Our lab is committed to developing novel biomarker assays indicative of disease pathophysiological changes, focusing on neurodegenerative diseases. We are developing homebrew assays targeting various proteins that can lead to proteinopathy when misfolded, including amyloid peptides, tau, TDP-43, and alpha-synuclein. By identifying and quantifying these biomarkers, we aim to enhance early diagnosis, monitor disease progression, and evaluate therapeutic responses.

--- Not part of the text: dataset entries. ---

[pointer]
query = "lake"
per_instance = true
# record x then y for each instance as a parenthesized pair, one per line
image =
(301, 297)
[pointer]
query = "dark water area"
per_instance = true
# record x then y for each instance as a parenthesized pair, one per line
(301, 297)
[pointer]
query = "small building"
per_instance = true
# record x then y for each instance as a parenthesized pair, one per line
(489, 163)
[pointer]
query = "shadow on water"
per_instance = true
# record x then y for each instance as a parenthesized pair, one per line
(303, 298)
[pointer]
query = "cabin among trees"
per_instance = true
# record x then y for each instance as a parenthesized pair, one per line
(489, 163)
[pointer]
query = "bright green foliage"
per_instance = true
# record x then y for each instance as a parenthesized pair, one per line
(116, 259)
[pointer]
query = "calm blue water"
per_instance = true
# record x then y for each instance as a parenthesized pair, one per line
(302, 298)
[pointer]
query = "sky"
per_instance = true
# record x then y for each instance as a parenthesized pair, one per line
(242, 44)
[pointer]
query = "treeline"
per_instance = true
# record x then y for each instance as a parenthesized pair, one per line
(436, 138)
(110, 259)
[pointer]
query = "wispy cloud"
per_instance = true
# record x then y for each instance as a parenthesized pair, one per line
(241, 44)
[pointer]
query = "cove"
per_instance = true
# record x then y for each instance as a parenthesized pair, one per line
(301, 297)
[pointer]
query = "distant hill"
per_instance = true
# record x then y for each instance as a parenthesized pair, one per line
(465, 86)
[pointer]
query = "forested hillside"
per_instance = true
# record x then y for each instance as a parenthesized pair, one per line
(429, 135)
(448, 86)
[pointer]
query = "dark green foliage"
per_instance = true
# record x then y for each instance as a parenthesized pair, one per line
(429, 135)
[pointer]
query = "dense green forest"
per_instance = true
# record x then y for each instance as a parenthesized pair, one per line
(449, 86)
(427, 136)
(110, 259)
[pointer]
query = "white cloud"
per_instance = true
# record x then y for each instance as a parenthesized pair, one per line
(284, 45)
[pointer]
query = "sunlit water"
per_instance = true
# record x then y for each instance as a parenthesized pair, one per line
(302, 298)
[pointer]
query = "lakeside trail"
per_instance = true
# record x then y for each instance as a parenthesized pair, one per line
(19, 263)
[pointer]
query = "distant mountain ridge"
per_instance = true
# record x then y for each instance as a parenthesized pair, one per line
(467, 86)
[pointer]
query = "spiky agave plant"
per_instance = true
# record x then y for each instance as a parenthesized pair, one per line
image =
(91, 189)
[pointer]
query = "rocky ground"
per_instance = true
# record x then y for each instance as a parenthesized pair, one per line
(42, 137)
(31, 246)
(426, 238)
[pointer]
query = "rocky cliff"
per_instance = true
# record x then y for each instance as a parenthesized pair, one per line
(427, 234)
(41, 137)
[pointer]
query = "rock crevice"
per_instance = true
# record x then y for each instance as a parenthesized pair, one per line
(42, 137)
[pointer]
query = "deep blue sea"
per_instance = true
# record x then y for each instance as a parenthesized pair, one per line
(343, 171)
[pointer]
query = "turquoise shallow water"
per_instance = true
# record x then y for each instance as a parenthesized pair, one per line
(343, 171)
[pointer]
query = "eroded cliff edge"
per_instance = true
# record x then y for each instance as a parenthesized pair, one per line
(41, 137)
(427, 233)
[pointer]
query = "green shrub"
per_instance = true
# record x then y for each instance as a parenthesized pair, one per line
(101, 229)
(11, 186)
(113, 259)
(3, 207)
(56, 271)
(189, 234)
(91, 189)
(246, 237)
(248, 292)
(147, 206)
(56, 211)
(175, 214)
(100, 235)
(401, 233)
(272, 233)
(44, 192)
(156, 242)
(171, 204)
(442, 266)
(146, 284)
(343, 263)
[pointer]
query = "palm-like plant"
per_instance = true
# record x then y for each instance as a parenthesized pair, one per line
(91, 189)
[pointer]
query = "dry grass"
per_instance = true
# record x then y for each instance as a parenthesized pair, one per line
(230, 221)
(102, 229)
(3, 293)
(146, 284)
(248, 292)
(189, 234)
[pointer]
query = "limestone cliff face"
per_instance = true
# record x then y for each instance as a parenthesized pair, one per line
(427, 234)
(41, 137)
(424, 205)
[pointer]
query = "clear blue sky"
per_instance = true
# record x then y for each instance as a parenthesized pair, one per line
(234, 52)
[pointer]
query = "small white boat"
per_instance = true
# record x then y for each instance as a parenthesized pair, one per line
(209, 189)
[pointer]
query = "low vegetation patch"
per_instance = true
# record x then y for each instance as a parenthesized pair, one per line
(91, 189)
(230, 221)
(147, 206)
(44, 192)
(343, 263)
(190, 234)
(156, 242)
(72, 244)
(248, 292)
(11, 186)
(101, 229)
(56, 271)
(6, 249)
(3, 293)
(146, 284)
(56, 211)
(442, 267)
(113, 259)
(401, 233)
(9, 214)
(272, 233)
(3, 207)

Leveraging Mass Spectrometry for Neurodegenerative Disease Research
Our lab is equipped with three mass spectrometers, offering a broad range of analytical capabilities for MS-based proteomic analysis. These include one MALDI-TOF (Bruker Microflex LT) and two LC-MS/MS instruments (Sciex QTRAP 6500 and ThermoFisher Exploris 480). These tools enable us to leverage mass spectrometry-based proteomics to understand disease mechanisms and discover and quantify biomarkers. Our research includes using mass spectrometry assays for intact amyloid beta peptide quantification, various tau forms quantification, and unbiased proteomic discovery to explore molecular changes associated with various pathologies related to neurodegenerative diseases. Our research efforts are geared towards providing deeper insights into the molecular mechanisms underlying neurodegenerative diseases, ultimately contributing to the development of more effective treatments and interventions.